Outdoor air sampling in London, Ontario, Canada (42.98°N, 81.25°W) was conducted by one of the authors (JA) on 15 Jan 2014 using a Buck bio-slide sampler at 2.0 m above ground. The sample was collected in the private parking lot of a building, and owner of the land gave permission for JA to conduct the study at this site. The sampler operated with a flow rate of 15 liters per minute, and the sample was collected for 5 min starting at approximately 11:00 a.m. local time (1600 UTC). The impaction area of the slide was approximately 1 x 14 mm, and the number of Cupressaceae pollen grains was determined by analyzing the entire impaction area at 400x. The slide was subsequently sent to the Levetin Lab for molecular analysis.

DNA extraction

A sharp razor blade was used to remove the coverslip from the 15 Jan 2014 Canada slide. Any materials attached to the slide and the coverslip were scraped with a razor blade (including the dried pollen stain and mounting medium) and transferred to a 2 ml screw capped tube. Approximately 200–300 μl of Fawley’s extraction buffer [45] was added to the scraped sample, and the tube was placed in 70°C water bath for two hours. This was followed by centrifugation at 16,004 g for 10 minutes to remove the supernatant. One-millimeter glass beads, corresponding to approximately 700 μl of volume, were added to the tube containing the pellet. Lastly, 500 μl of Fawley’s extraction buffer [45] (1 M NaCl, 70 mM Tris, 30 mM Na2EDTA, pH 8.6), 15 μl of 10% CTAB extraction buffer and 10 μl of β-mercaptoethanol were added to the tube.
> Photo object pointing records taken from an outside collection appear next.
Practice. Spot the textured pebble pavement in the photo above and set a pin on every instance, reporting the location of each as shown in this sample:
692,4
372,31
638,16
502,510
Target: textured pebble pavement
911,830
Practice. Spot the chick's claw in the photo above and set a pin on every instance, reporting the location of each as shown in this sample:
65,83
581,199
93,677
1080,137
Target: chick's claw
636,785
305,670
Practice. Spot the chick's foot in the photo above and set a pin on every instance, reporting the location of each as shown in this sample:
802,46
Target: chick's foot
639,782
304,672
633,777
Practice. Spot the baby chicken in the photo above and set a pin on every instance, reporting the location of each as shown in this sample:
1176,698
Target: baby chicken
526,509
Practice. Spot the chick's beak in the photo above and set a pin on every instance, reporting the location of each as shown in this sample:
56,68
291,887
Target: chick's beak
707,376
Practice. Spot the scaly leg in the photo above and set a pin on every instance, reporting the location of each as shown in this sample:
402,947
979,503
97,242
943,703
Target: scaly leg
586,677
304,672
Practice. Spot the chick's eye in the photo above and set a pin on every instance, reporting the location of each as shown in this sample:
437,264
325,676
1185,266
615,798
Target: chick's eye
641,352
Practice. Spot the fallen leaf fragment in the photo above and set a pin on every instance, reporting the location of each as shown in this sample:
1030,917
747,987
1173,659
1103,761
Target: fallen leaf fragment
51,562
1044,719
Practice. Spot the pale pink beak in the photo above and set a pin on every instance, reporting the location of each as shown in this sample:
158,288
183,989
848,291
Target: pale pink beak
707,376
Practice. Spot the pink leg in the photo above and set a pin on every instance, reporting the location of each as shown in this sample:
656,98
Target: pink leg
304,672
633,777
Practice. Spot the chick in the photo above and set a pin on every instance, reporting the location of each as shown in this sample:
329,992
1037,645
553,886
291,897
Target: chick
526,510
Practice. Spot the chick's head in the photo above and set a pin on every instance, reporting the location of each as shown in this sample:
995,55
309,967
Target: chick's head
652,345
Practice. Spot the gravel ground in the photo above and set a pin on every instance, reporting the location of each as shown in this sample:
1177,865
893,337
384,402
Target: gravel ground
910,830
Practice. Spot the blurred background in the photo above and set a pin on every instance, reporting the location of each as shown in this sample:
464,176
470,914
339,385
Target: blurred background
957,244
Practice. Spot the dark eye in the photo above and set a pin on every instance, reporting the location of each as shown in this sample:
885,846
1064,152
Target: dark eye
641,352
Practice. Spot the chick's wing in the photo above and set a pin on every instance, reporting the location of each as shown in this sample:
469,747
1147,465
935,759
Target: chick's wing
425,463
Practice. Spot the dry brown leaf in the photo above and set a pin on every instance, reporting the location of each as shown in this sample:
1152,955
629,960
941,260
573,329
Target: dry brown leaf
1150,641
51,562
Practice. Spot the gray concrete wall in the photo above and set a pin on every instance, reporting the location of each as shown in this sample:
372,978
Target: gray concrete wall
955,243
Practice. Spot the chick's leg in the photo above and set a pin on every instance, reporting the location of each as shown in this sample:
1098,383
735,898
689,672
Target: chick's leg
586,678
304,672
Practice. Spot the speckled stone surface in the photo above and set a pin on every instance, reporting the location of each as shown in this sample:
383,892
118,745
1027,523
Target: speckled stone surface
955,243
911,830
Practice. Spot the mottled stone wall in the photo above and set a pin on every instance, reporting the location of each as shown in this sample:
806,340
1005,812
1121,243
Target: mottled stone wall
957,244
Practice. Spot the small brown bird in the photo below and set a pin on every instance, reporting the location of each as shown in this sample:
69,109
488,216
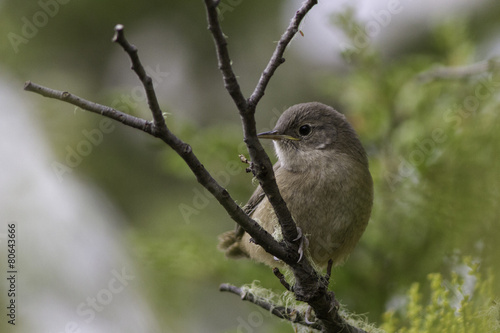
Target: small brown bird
322,174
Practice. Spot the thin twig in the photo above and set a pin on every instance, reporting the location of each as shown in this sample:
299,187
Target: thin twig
282,279
84,104
277,57
154,106
230,81
282,312
459,72
184,150
261,167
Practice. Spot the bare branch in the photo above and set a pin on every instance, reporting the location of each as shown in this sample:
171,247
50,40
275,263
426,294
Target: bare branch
277,58
282,312
84,104
261,167
119,37
459,72
230,81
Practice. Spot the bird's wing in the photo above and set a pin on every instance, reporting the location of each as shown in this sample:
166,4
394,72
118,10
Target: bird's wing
253,202
229,241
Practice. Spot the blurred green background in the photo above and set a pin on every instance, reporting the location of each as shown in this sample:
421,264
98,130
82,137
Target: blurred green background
433,144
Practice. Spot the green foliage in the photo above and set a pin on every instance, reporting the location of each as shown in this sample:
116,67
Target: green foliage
434,148
451,306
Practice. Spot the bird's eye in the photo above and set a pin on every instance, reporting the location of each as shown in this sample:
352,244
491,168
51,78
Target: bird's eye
305,130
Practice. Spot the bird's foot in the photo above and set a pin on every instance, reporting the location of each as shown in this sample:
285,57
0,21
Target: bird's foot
307,316
304,243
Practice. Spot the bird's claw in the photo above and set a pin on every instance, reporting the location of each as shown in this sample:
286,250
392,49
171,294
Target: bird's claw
308,315
304,243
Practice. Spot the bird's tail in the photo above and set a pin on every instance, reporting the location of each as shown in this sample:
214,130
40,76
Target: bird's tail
229,242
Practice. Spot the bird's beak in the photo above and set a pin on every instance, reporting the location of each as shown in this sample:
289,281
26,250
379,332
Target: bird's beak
273,135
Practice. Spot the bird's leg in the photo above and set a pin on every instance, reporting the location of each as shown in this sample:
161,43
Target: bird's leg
243,159
304,243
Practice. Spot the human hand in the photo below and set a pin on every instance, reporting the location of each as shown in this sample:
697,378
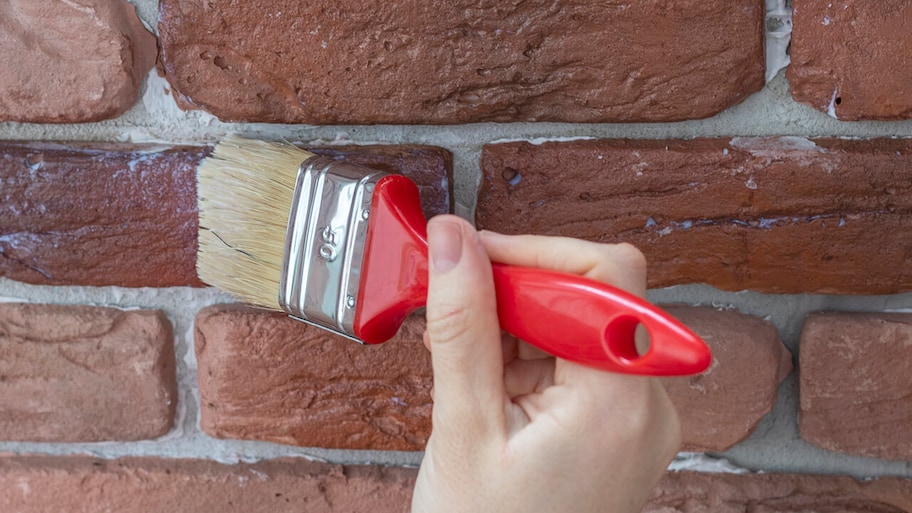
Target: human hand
513,429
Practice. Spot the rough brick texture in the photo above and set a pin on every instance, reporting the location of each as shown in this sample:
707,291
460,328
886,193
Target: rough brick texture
690,492
723,406
85,374
264,376
82,214
442,62
46,76
35,484
856,394
851,59
147,485
116,214
784,215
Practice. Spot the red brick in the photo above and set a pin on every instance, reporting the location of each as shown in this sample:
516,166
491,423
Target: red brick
264,376
147,485
118,214
855,386
782,215
85,374
46,76
850,59
723,406
445,62
691,492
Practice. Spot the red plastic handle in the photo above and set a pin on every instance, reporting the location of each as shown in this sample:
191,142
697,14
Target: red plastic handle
591,323
569,316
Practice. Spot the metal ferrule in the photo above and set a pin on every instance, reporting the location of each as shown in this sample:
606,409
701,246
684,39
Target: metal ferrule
324,243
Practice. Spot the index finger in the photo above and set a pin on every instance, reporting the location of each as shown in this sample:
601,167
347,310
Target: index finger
621,265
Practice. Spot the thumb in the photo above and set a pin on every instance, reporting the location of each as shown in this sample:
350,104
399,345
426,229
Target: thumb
462,328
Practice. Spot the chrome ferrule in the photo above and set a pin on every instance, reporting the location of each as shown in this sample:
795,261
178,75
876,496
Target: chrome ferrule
324,243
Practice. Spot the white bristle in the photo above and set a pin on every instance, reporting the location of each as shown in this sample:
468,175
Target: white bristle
245,189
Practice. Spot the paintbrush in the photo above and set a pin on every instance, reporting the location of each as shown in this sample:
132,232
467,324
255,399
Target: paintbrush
344,247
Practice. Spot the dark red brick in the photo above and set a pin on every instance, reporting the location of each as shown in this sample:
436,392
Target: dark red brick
85,374
264,376
723,406
855,386
692,492
782,215
445,62
47,77
151,485
35,484
117,214
851,59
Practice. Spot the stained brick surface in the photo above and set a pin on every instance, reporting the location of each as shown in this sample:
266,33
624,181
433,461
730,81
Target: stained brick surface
784,215
851,59
147,485
85,374
266,377
855,384
115,214
691,492
441,62
47,76
83,485
723,406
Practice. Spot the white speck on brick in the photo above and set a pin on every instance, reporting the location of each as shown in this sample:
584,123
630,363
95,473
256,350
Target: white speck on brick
831,109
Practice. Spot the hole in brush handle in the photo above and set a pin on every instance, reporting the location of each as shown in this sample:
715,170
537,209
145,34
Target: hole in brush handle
394,275
594,324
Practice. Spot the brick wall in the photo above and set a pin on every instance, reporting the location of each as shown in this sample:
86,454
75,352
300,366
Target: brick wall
774,208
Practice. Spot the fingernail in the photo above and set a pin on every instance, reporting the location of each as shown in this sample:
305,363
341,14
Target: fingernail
444,246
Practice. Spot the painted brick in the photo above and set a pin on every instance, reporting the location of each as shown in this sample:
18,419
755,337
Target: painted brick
85,374
784,215
444,62
46,76
263,376
146,485
118,214
36,484
723,406
692,492
850,59
855,386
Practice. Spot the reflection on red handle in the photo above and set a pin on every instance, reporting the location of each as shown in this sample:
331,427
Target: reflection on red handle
593,324
569,316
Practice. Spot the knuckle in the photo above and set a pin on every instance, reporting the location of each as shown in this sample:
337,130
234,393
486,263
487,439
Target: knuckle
448,324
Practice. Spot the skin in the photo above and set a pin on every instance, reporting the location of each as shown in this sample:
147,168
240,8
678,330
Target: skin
515,430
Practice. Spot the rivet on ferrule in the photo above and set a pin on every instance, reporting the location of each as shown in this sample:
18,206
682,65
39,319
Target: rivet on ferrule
324,243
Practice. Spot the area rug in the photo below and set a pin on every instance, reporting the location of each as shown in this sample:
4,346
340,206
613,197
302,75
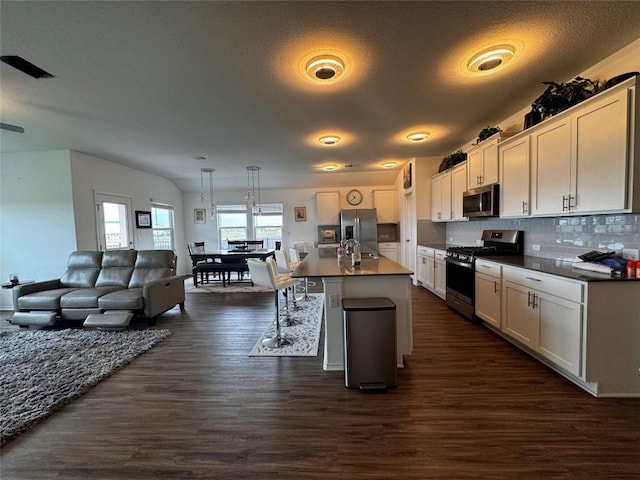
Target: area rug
40,371
304,334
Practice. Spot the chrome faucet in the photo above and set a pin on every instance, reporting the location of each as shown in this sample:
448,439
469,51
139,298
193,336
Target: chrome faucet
349,245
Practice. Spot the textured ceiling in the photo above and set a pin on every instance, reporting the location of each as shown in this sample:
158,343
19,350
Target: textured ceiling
154,85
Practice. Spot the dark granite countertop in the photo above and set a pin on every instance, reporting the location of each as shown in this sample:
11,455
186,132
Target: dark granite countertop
437,246
556,267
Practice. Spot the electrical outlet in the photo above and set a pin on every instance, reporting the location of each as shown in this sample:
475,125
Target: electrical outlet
334,300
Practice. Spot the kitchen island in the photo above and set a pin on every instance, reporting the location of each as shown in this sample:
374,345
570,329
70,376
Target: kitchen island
376,277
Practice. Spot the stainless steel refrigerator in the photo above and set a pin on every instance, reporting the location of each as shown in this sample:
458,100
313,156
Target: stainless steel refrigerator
361,225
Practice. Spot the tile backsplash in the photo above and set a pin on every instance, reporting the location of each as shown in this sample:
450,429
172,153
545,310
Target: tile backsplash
559,237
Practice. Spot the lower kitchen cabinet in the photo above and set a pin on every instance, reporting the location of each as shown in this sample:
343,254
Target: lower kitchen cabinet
549,323
389,250
431,270
440,273
489,292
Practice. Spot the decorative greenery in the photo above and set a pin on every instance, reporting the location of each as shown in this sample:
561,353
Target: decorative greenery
486,133
560,96
452,159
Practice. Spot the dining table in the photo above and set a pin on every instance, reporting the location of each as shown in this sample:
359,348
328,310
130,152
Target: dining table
227,261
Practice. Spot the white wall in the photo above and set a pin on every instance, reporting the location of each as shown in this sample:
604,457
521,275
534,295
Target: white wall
47,210
37,225
291,198
93,175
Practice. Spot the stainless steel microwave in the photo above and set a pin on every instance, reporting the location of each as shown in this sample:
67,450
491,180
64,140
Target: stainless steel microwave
481,202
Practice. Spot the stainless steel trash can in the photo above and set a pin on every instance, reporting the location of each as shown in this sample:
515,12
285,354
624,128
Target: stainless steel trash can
369,343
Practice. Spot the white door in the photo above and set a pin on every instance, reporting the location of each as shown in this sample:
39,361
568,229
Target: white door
408,234
114,222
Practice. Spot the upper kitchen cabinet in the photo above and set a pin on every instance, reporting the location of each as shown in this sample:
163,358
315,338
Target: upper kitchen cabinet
384,201
482,161
441,197
514,173
328,205
458,187
582,160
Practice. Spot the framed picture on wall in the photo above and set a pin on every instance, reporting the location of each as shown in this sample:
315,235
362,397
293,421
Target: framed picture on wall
199,215
406,175
143,219
301,214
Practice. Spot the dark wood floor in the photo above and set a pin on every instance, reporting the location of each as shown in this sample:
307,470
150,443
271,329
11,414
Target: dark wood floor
468,406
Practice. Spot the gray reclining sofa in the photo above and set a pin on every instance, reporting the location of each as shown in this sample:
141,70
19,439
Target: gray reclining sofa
139,281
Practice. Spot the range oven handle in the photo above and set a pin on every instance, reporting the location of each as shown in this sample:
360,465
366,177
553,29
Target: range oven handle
460,264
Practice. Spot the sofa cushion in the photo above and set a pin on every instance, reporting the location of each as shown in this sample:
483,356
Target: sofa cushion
85,297
82,270
152,265
44,300
128,299
117,268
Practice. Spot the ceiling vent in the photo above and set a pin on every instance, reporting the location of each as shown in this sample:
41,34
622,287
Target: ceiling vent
25,66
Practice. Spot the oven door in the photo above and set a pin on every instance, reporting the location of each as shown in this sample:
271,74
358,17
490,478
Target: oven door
460,287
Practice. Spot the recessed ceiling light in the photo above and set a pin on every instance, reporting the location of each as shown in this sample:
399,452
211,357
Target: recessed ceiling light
325,68
416,137
329,140
491,59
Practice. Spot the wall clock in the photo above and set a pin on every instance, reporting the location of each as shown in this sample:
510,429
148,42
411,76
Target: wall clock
354,197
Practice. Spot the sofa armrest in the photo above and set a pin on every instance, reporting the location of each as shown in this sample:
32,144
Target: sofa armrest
28,288
162,295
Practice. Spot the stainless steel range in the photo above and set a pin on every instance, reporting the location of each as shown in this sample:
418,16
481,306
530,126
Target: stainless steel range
460,263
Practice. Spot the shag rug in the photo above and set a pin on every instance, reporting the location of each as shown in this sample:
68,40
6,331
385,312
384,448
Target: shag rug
42,370
304,335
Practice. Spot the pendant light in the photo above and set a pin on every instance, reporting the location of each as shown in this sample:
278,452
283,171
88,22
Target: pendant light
252,173
212,202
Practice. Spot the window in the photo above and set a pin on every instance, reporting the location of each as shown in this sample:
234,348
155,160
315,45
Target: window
235,222
163,227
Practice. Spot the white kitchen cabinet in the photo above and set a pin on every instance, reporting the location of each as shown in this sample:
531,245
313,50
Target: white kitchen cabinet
482,161
440,274
548,318
441,197
514,174
421,265
489,292
384,201
389,250
551,167
582,159
328,206
458,187
601,138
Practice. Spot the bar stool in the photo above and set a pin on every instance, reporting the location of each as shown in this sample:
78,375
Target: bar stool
263,274
294,258
285,267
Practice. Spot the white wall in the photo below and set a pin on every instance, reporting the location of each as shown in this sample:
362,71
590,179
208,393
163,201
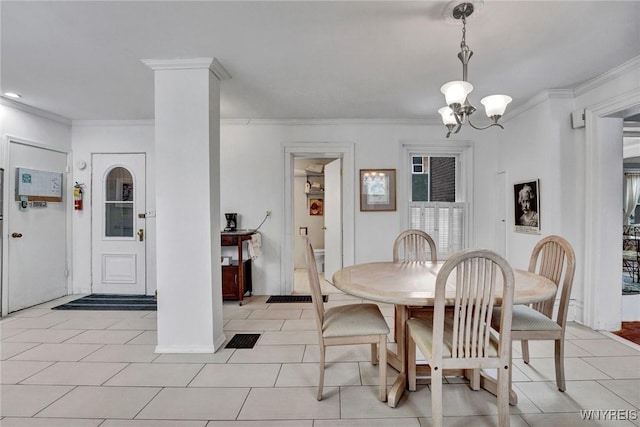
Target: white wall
109,137
31,126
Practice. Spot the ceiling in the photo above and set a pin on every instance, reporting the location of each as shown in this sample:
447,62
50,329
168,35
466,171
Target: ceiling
305,60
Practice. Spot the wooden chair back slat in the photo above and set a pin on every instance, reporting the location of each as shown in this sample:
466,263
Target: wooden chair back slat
414,245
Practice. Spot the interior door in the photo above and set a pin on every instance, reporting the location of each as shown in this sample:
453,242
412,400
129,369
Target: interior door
332,218
118,224
37,235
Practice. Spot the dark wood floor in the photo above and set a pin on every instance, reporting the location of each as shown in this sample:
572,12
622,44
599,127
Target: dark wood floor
630,331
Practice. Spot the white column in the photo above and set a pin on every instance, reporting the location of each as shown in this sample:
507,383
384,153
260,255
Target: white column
187,132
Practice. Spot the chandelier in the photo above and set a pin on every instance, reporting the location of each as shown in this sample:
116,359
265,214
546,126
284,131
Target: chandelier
459,109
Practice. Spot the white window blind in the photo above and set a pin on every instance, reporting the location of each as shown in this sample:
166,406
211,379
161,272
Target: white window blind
443,221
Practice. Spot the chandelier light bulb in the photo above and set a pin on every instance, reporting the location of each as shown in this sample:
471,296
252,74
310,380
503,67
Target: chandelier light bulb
456,92
495,105
447,116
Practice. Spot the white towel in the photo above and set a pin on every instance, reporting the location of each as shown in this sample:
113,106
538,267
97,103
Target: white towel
254,245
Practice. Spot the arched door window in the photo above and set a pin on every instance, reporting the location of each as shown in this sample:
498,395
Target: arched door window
118,203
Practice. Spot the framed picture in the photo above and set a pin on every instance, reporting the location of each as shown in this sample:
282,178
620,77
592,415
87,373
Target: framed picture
377,190
526,197
315,206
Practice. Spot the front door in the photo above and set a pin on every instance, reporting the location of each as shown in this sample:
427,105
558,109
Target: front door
118,224
37,233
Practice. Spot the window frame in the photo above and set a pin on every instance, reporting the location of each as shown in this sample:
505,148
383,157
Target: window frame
463,152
The sample was subjected to bead-beating in a mini bead-beater (Biospec Products, Bartlesville, OK USA) for 3 min, followed by incubation at 75°C for one hour. After incubation, 500 μl of chloroform: isoamyl alcohol (49:1) was added, and the tube was centrifuged at 16,004 g for 20 minutes. The aqueous phase was removed and placed in a separate microfuge tube. An additional 500 μl of chloroform: isoamyl alcohol (49:1) was added to the tube with beads and centrifuged. The aqueous phase was added to the previous supernatant and additional 500 μl of chloroform: isoamyl alcohol (49:1) were added and centrifuged at full speed for 20 minutes. A total of 45 μl of 3 M sodium acetate and 900 μl of ice-cold, 100% ethanol were added to the aqueous phase. The tube was gently inverted and kept at -20°C for one hour. The sample was centrifuged at 16,004 g for 15 min to pellet the nucleic acid. The pellet was washed with 70% ethanol and dried by placing it in a 40°C water bath. Special care was taken while removing the supernatant and washing the pellet with 70% ethanol given that the pellet was small. Approximately 20μl of RNase free water was added to the dried pellet.

PCR analysis

The primers, asheimatKF1 and asheimatKR1 (Table 1) were designed to amplify the matK region of J. ashei pollen DNA. Both in-silico (comparisons of various sequence reads and/or published Cupressacean data) and experimental analyses were undertaken to assess primer specificity of asheimatKF1 and asheimatKR1 primers. The specificity experiments were conducted using DNA from J. ashei (collected from Lampasas, Texas in January 2011), J. virginiana (collected from Tulsa, Oklahoma in March 2014), J. pinchotii (Sonora, Texas in October 2013) and J. monosperma (Santa Fe, New Mexico in 2010) pollen. Primers were also checked with DNA from J. chinensis, and J. communis as well as DNA from other Cupressacean genera (Cryptomeria japonica, Thuja sp. and Taxodium distichum). The DNA extracted from the 15 Jan 2014 air sample from London, Ontario, Canada was checked with the above primers for the presence of J. ashei pollen. A total of 16 μl of PCR mix (final concentration: 10 mM of forward and reverse primer, 5 units of Taq polymerase, 10 mM dNTP, 25 mM MgCl2, PCR buffer and water; Promega, Madison, WI) was added to the PCR tube. The following amplification protocols were implemented: an initial heating step of 5 min at 94°C, 36 repetitions of each of (1) a denaturation step of 1 min at 94°C, (2) an annealing step of 45s at 54°C and (3) an extension step of 1 min 10s at 72°C. All reactions were terminated following a final extension of 7 min at 72°C. Agarose gel electrophoresis (0.8% in TBE) was performed to verify the presence of suitable amplified products.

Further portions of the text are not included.